True to its title, Women to the Fore gives voice and space to more than forty female-identifying artists, spanning one hundred and fifty years. This exhibition—drawn from the Museum’s permanent collection as well as loans from regional artists, galleries, and collectors—focuses on the rich diversity and range of expression in a group of artists working in paintings and drawings, prints and photographs, collage, and sculpture. While some artists are internationally recognized, a strong new contingent is now emerging, whose names and talents warrant being known. The installation will gather and compare works from different eras and media and will include interpretation that stems from the artists’ own words.
Artists on view from the collection include Berenice Abbott, Denise Allen, Isabel Bishop, Harriet Blackstone, Ebony Bolt, Judy Chicago, Rose Clark, Joséphine Douet, Camille Eskell, Audrey Flack, Nancy Graves, Susan Hall, Susan Leopold, Evelyn Longman, Marisol, Ann McCoy, Barbara Morgan, Louise Nevelson, Georgia O’Keeffe, Merle Perlmutter, Ellen Robbins, Yvonne Thomas, and Susan Wides. Artists represented by loans to the exhibition are Seongmin Ahn, Vinnie Bagwell, Shanequa Benitez, Mary Cassatt, Mary Frank, Mary Frey, Harriet Whitney Frishmuth, Judy Giera, Amaryllis De Jesus Moleski, Ola Rondiak, Helen Searle, Tuesday Smillie, Julia Santos Solomon, Jessica Spence, Lilly Martin Spencer, Bessie Potter Vonnoh, Elizabeth Flint Wade, and Anna Walinska.
The Museum commissioned Yonkers-based artists Nancy Mendez, Patricia Santos, and Katori Walker, known for their street murals throughout the city, to paint a collaborative mural, which was supported in part by ArtsWestchester. Entitled The Garden of The Divine Feminine, the mural is inspired by the artists’ own public art practice and expression of identity. During the course of the exhibition, the Museum will provide opportunities in the galleries, in our bucolic Courtyard, and online to welcome public participation and to ensure that many perspectives are presented for consideration.
In 2020, many people and institutions are taking stock of the 100th anniversary of the Nineteenth Amendment. At the HRM, we celebrate those important strides, while simultaneously recognizing where that amendment notably failed to offer equal voting rights for all American women.
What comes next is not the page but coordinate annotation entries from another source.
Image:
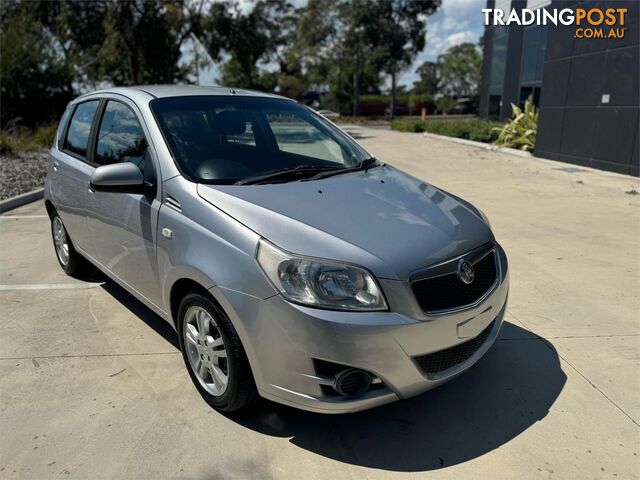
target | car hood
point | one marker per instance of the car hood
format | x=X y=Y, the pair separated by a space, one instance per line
x=382 y=219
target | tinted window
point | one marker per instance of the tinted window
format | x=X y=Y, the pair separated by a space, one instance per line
x=499 y=58
x=535 y=46
x=62 y=125
x=120 y=138
x=80 y=127
x=223 y=139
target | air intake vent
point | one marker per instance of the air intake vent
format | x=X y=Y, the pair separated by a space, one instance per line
x=443 y=360
x=448 y=292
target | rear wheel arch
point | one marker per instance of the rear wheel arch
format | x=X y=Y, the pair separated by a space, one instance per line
x=51 y=210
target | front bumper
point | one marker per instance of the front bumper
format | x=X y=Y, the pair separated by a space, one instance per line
x=282 y=339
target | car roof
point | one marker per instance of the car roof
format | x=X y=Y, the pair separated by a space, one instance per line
x=163 y=91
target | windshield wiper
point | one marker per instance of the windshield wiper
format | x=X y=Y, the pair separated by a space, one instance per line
x=285 y=173
x=363 y=165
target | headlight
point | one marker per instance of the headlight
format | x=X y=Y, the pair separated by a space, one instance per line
x=320 y=283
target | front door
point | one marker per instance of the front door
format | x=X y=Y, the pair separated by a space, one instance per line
x=70 y=175
x=124 y=225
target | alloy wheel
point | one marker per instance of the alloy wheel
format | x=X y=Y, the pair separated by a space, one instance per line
x=206 y=350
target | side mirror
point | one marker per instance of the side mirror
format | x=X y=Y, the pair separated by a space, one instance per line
x=119 y=177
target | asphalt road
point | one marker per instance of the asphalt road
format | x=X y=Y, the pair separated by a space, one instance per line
x=92 y=384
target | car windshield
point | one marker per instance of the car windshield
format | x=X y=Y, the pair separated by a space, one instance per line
x=228 y=139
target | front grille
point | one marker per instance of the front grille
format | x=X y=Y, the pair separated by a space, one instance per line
x=445 y=359
x=448 y=292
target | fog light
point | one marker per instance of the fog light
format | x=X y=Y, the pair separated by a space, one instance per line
x=352 y=382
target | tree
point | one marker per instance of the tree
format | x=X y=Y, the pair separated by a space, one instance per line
x=334 y=44
x=36 y=79
x=401 y=30
x=251 y=40
x=460 y=69
x=429 y=81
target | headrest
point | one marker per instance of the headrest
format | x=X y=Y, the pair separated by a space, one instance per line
x=231 y=122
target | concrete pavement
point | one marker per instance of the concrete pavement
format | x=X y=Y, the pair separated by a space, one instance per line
x=92 y=384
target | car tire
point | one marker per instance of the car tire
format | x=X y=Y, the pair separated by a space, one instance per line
x=224 y=381
x=69 y=259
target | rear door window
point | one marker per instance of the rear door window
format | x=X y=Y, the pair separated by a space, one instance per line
x=120 y=138
x=77 y=138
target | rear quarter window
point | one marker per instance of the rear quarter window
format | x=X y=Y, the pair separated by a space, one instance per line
x=77 y=138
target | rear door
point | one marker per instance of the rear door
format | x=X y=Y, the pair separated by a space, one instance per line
x=124 y=225
x=71 y=170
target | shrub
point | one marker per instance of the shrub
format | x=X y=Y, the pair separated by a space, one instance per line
x=473 y=129
x=521 y=131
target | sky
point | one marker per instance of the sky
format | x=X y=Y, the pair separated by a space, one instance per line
x=455 y=22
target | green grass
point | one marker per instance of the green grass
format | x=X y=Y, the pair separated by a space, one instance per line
x=472 y=129
x=18 y=139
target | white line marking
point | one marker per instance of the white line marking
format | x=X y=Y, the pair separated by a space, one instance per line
x=49 y=286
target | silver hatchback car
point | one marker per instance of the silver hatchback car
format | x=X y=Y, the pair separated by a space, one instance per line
x=293 y=264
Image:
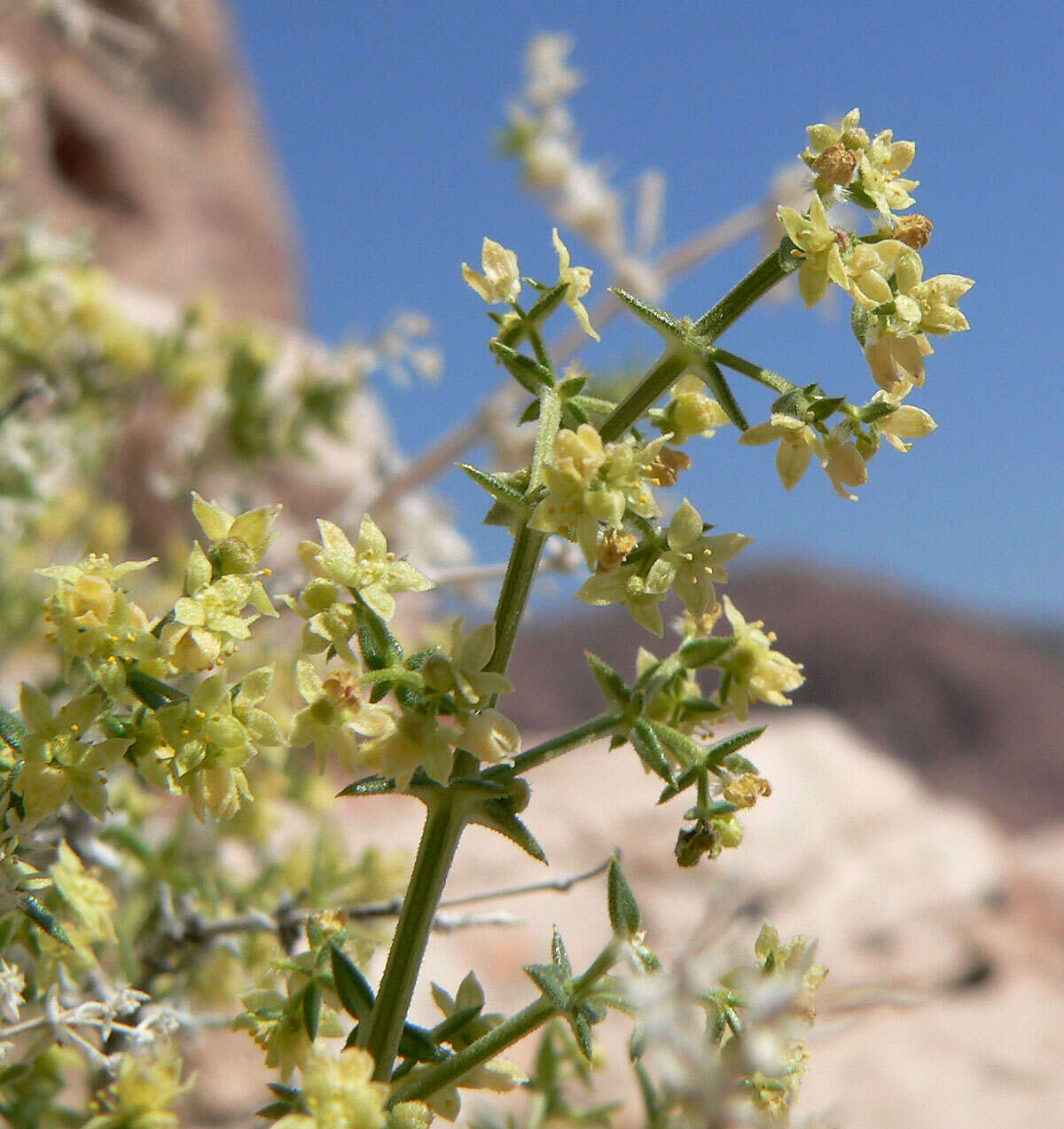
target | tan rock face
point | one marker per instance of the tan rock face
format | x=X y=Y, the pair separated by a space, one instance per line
x=943 y=1005
x=169 y=170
Women are still fighting for freedom, and art is a powerful tool to help us see the complexity of their lives and ideas. Female-identifying artists have distinguished themselves by working persistently within an oppressive patriarchal system and by rebelling against this status quo.
With each succeeding generation, they have created work that raises awareness of interdependent systems of discrimination and how to make productive change. Today, feminist art history has expanded to embrace intersectionality: the interconnected nature of social categorizations such as race, class, and gender.
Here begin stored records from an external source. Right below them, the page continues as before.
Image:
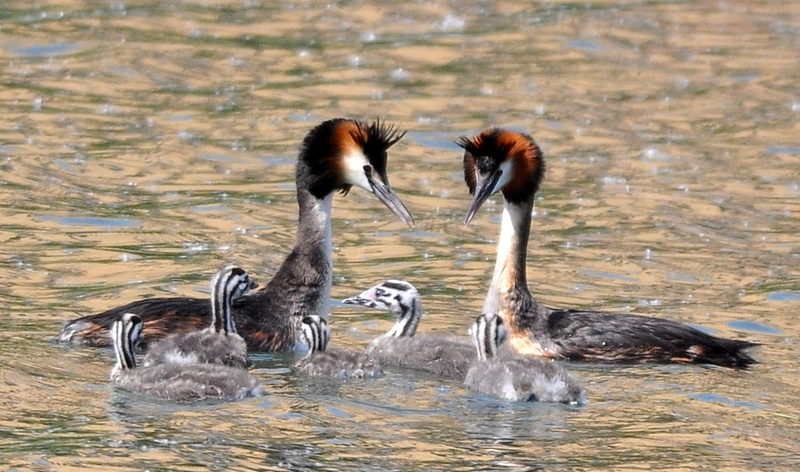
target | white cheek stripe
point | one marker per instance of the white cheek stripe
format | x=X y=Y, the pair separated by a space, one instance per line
x=354 y=163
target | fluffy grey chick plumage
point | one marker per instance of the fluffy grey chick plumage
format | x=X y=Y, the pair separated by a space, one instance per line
x=173 y=381
x=514 y=377
x=442 y=355
x=217 y=344
x=322 y=361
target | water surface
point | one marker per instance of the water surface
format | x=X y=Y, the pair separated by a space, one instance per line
x=145 y=144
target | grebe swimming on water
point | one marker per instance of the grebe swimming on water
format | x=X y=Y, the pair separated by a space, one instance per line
x=443 y=355
x=171 y=381
x=511 y=163
x=218 y=343
x=515 y=377
x=322 y=361
x=335 y=156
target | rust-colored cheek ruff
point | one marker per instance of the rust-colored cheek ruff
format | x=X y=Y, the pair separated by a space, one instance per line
x=528 y=164
x=487 y=151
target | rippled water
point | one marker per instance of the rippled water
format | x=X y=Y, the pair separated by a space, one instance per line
x=145 y=144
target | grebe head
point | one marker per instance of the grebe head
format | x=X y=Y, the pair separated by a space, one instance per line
x=488 y=333
x=126 y=333
x=394 y=296
x=501 y=160
x=340 y=153
x=228 y=284
x=316 y=333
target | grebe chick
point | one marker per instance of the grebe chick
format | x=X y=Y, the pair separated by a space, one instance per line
x=443 y=355
x=322 y=361
x=335 y=156
x=177 y=382
x=511 y=163
x=218 y=343
x=514 y=377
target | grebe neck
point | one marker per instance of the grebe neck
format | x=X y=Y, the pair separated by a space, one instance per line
x=512 y=248
x=407 y=320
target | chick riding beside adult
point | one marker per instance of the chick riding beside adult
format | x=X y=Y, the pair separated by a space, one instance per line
x=175 y=381
x=322 y=361
x=217 y=344
x=511 y=163
x=335 y=156
x=443 y=355
x=516 y=377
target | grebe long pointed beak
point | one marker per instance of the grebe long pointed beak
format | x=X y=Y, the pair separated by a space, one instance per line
x=486 y=187
x=359 y=300
x=388 y=197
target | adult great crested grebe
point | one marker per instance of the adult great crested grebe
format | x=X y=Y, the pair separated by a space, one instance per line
x=322 y=361
x=175 y=381
x=443 y=355
x=511 y=163
x=335 y=155
x=515 y=377
x=217 y=344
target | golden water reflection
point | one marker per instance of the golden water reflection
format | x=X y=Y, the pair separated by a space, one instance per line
x=143 y=145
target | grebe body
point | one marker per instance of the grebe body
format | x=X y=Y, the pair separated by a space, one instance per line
x=442 y=355
x=173 y=381
x=324 y=361
x=335 y=156
x=218 y=343
x=514 y=377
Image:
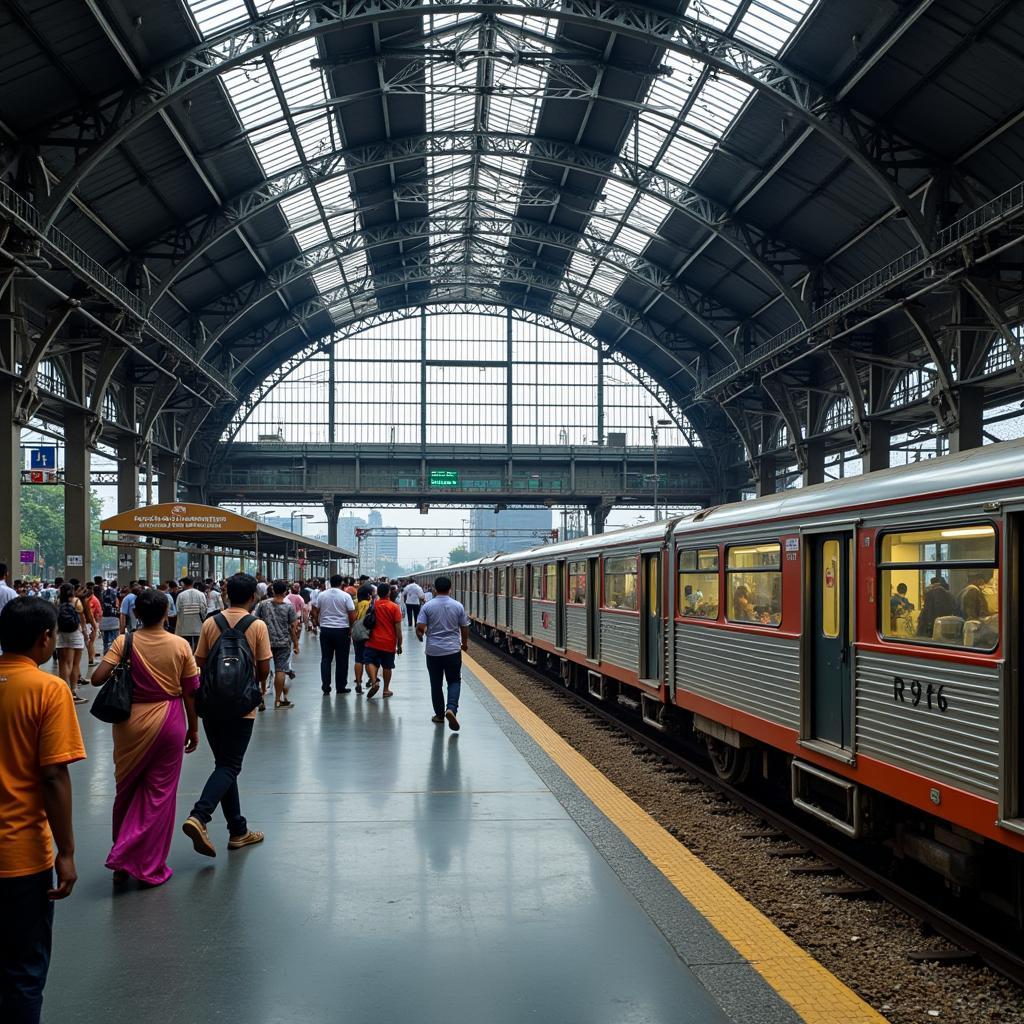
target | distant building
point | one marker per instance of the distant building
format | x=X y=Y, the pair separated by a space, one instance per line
x=381 y=547
x=347 y=525
x=482 y=520
x=285 y=522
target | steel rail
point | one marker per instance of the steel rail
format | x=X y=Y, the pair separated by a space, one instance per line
x=1000 y=957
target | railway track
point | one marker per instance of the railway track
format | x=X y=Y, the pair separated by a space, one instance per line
x=1004 y=956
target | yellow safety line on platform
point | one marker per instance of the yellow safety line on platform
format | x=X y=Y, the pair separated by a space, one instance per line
x=816 y=994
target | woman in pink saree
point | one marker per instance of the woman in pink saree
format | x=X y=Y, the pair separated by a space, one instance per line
x=148 y=747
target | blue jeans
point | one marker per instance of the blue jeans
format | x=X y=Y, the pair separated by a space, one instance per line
x=26 y=932
x=228 y=739
x=441 y=669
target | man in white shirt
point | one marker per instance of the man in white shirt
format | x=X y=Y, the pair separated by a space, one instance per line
x=7 y=593
x=413 y=595
x=333 y=611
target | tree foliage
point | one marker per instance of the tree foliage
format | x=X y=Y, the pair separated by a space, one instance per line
x=43 y=529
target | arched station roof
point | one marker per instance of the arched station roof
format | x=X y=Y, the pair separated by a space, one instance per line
x=683 y=181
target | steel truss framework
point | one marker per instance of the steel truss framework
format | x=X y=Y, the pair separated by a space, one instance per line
x=854 y=136
x=718 y=358
x=475 y=300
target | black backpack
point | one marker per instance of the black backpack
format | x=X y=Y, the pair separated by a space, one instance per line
x=68 y=621
x=228 y=687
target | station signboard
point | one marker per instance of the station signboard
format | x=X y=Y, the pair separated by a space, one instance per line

While no single exhibition can cover such a multifaceted story, the artists in Women to the Fore challenge the dominant textbook history of American art and expand our definition of feminist art history by advocating for diversity, inclusion, and gender equity in museums, the art world, and beyond. In the nineteenth century, still life was one of the only subjects considered “appropriate” for women. Since then, artists like Georgia O’Keeffe, Ebony Bolt, and Joséphine Douet have expanded the boundaries of that genre to become shepherds and observers of nature, urban environs, and cycles of life.
Redefining women’s roles as nurturers, caregivers, and community advocates motivates Vinnie Bagwell, Tuesday Smillie, and Jessica Spence, who look to their own experiences to express a broad range of personal connections. A number of artists champion women as agents of exploration into the interrelation of sex, gender, race, and ethnicity in modern society, including Judy Chicago, Judy Giera, Marisol, and Shanequa Benitez. Reflection upon homelands and movement across borders is a major concern of Seongmin Ahn, Julia Santos Solomon, and Ola Rondiak.
Across the spectrum of these themes, in many cases, the art is political, in ways both overt and subversive.
The exhibition is co-curated by Laura Vookles, Chair of the HRM’s Curatorial Department, and Victoria McKenna-Ratjen, Curatorial Assistant.